Brixtral savait bien « qu’il n’y a jamais la moindre question idiote, seules les réponses le sont parfois », comme le disaient ses enseignants de Droit intergalactique. Il supposa qu’il en était de même dans les sciences physiques, ce qui au vu de la réponse du vieil Iixtrien, s’avéra.
— Eh bien, on peut supposer que si l’on trouve une réaction nucléaire qui a une période suffisamment longue pour fonctionner durant tout le trajet supposé de l’objet, cette réaction dégageant de la chaleur, alors ils devaient avoir prévu de transformer celle-ci en courant d’électrons pour faire fonctionner ce qui a visiblement subi une surchauffe de nos « amis végétaux » en pleine germination.
Le « coupable » n’était plus présent, mais un de ses congénères vit son feuillage devenir bleu vif de confusion. La solidarité interne aux espèces n’était pas un vain mot au sein de l’UIG.
— Ne vous inquiétez pas, mon cher, le rassura l’Ablonienne, personne n’aurait pu imaginer ce qu’il s’est passé.
Sans un mot, le Fluuusio agita son feuillage en signe de reconnaissance et celui-ci retrouva progressivement sa teinte verte d’origine.
— Donc, si nous poursuivons votre raisonnement, il y a plusieurs de ces fameuses filiations entre l’état de départ et ce que nous avons devant nous ? interrogea Asobalarava.
— Tout à fait. Si je ne me suis pas trompé, j’en ai identifié plus d’une dizaine, répondit gravement Vraxbrol.
— Plus d’une dizaine ?
— Absolument ! Cependant, le seul produit de départ possible à mon sens est un élément qui n’existe pas à l’état naturel. J’ai donc supposé qu’il a été fabriqué artificiellement.
Ils étaient donc en face d’un objet manufacturé. Celui-ci avait été réalisé par une espèce capable de créer des éléments n’existant pas dans la nature. Ils savaient également utiliser l’énergie des réactions nucléaires afin de produire une alimentation pour des systèmes devant fonctionner durant extrêmement longtemps. Ils étaient bien en face d’Intels, il n’y avait plus de place au doute, maintenant.

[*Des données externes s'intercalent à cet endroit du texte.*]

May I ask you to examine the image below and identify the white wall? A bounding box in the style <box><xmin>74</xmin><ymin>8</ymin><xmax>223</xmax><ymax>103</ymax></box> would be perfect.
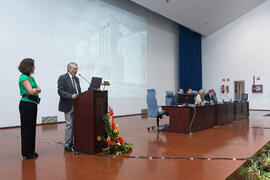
<box><xmin>202</xmin><ymin>1</ymin><xmax>270</xmax><ymax>109</ymax></box>
<box><xmin>0</xmin><ymin>0</ymin><xmax>178</xmax><ymax>127</ymax></box>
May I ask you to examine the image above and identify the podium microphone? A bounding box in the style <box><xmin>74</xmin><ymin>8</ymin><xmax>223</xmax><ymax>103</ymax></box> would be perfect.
<box><xmin>79</xmin><ymin>74</ymin><xmax>90</xmax><ymax>84</ymax></box>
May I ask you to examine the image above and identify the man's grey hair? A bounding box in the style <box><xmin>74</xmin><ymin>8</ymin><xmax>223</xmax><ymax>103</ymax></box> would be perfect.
<box><xmin>67</xmin><ymin>62</ymin><xmax>78</xmax><ymax>71</ymax></box>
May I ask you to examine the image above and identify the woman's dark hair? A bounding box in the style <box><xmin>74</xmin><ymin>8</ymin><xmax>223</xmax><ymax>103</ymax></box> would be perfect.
<box><xmin>18</xmin><ymin>58</ymin><xmax>35</xmax><ymax>76</ymax></box>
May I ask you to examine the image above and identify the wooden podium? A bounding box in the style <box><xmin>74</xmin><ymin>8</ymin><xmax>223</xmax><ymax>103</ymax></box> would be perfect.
<box><xmin>73</xmin><ymin>90</ymin><xmax>108</xmax><ymax>154</ymax></box>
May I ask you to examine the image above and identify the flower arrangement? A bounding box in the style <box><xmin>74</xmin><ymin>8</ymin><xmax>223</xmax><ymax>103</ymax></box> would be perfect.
<box><xmin>242</xmin><ymin>142</ymin><xmax>270</xmax><ymax>180</ymax></box>
<box><xmin>97</xmin><ymin>109</ymin><xmax>133</xmax><ymax>156</ymax></box>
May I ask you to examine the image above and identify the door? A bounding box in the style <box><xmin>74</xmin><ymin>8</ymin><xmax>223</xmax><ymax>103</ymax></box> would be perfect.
<box><xmin>234</xmin><ymin>81</ymin><xmax>245</xmax><ymax>101</ymax></box>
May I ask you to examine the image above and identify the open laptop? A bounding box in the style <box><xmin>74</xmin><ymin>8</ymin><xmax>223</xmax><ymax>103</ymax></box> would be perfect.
<box><xmin>88</xmin><ymin>77</ymin><xmax>102</xmax><ymax>90</ymax></box>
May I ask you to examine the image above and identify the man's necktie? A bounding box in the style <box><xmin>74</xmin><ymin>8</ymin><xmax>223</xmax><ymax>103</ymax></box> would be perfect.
<box><xmin>72</xmin><ymin>76</ymin><xmax>78</xmax><ymax>94</ymax></box>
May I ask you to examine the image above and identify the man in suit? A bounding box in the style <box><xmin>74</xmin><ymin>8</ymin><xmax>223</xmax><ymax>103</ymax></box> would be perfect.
<box><xmin>204</xmin><ymin>89</ymin><xmax>216</xmax><ymax>103</ymax></box>
<box><xmin>172</xmin><ymin>89</ymin><xmax>184</xmax><ymax>105</ymax></box>
<box><xmin>57</xmin><ymin>62</ymin><xmax>81</xmax><ymax>151</ymax></box>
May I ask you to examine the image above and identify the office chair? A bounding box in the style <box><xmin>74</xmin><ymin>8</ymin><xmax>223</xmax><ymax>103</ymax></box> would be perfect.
<box><xmin>146</xmin><ymin>89</ymin><xmax>168</xmax><ymax>131</ymax></box>
<box><xmin>165</xmin><ymin>91</ymin><xmax>173</xmax><ymax>106</ymax></box>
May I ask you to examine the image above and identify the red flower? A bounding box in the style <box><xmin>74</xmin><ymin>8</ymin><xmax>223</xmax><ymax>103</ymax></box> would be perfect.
<box><xmin>108</xmin><ymin>141</ymin><xmax>114</xmax><ymax>146</ymax></box>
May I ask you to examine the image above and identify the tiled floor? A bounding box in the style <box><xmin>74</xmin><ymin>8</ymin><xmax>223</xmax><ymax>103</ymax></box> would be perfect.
<box><xmin>0</xmin><ymin>111</ymin><xmax>270</xmax><ymax>180</ymax></box>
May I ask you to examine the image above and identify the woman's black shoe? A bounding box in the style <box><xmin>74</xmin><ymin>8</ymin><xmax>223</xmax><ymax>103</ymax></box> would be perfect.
<box><xmin>23</xmin><ymin>152</ymin><xmax>38</xmax><ymax>159</ymax></box>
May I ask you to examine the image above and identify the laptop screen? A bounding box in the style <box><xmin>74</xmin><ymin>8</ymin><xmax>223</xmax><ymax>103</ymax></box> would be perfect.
<box><xmin>88</xmin><ymin>77</ymin><xmax>102</xmax><ymax>90</ymax></box>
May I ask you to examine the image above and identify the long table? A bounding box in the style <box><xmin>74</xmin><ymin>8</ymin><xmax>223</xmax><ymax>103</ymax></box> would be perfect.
<box><xmin>162</xmin><ymin>102</ymin><xmax>249</xmax><ymax>133</ymax></box>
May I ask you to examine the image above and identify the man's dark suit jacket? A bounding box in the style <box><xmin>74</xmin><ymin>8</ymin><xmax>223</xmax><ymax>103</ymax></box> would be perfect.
<box><xmin>57</xmin><ymin>73</ymin><xmax>81</xmax><ymax>112</ymax></box>
<box><xmin>204</xmin><ymin>93</ymin><xmax>215</xmax><ymax>102</ymax></box>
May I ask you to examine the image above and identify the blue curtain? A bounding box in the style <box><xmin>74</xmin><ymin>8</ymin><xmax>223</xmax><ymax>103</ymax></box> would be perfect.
<box><xmin>179</xmin><ymin>25</ymin><xmax>202</xmax><ymax>91</ymax></box>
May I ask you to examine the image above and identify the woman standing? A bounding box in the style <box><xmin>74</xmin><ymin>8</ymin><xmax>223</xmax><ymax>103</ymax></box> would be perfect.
<box><xmin>18</xmin><ymin>58</ymin><xmax>41</xmax><ymax>159</ymax></box>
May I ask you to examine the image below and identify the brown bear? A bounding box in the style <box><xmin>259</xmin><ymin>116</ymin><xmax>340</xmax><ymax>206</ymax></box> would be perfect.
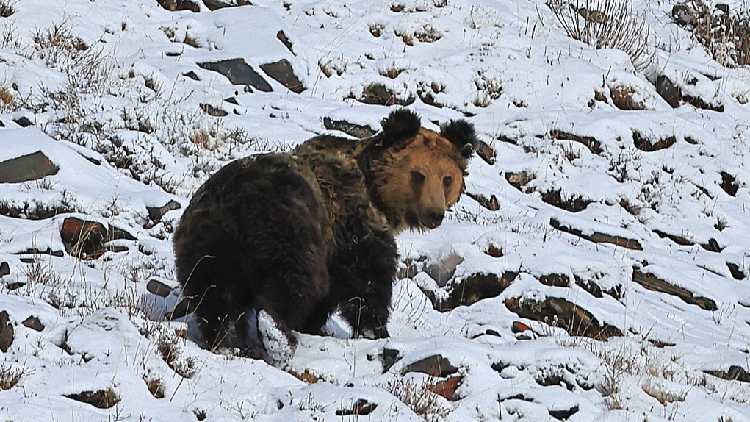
<box><xmin>174</xmin><ymin>109</ymin><xmax>478</xmax><ymax>362</ymax></box>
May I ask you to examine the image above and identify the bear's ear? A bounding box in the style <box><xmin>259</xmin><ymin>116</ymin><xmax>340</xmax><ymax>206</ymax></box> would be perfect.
<box><xmin>381</xmin><ymin>108</ymin><xmax>421</xmax><ymax>148</ymax></box>
<box><xmin>440</xmin><ymin>119</ymin><xmax>479</xmax><ymax>158</ymax></box>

[1] Pour simplifier la lecture et la compréhension, l’auteur n’a pas renommé tous les éléments de la classification périodique des éléments avec des noms issus de l’UIG. Cependant, il est évident qu’entre eux, ils ne parlaient pas de « plomb ».
[2] Expression ablonienne qui peut parfois être remplacée par « remonter en surface ventre à l’air ». Cette expression correspond aussi à « perdre son feuillage » en fluuusio, ou « n’avoir plus qu’une jambe » en iixtrien. Il n’y a pas d’équivalent en Oosat.
[3] Le Plomb « naturel » est composé de plusieurs isotopes ayant un nombre de neutrons différents. Il est normalement composé de 1,4% l’isotope 204, 24,1% du 207, 22,1% du 207 et 52,4% de Plomb 208. Sa masse atomique standard est de 207,2. Dans le cas présent, elle était de 206,1, ce qui est tout simplement « impossible ».
[4] Même remarque que pour le « plomb ».
[5] Dans cette période particulière, les Fluuusios sont parcourus de courants électriques, qui, normalement, restent sous leur écorce, mais qui parfois peuvent s’en échapper.
[6] Sorte d’imbécile en iixtrien.
[7] Même remarque que pour le Plomb, le Germanium et le Silicium.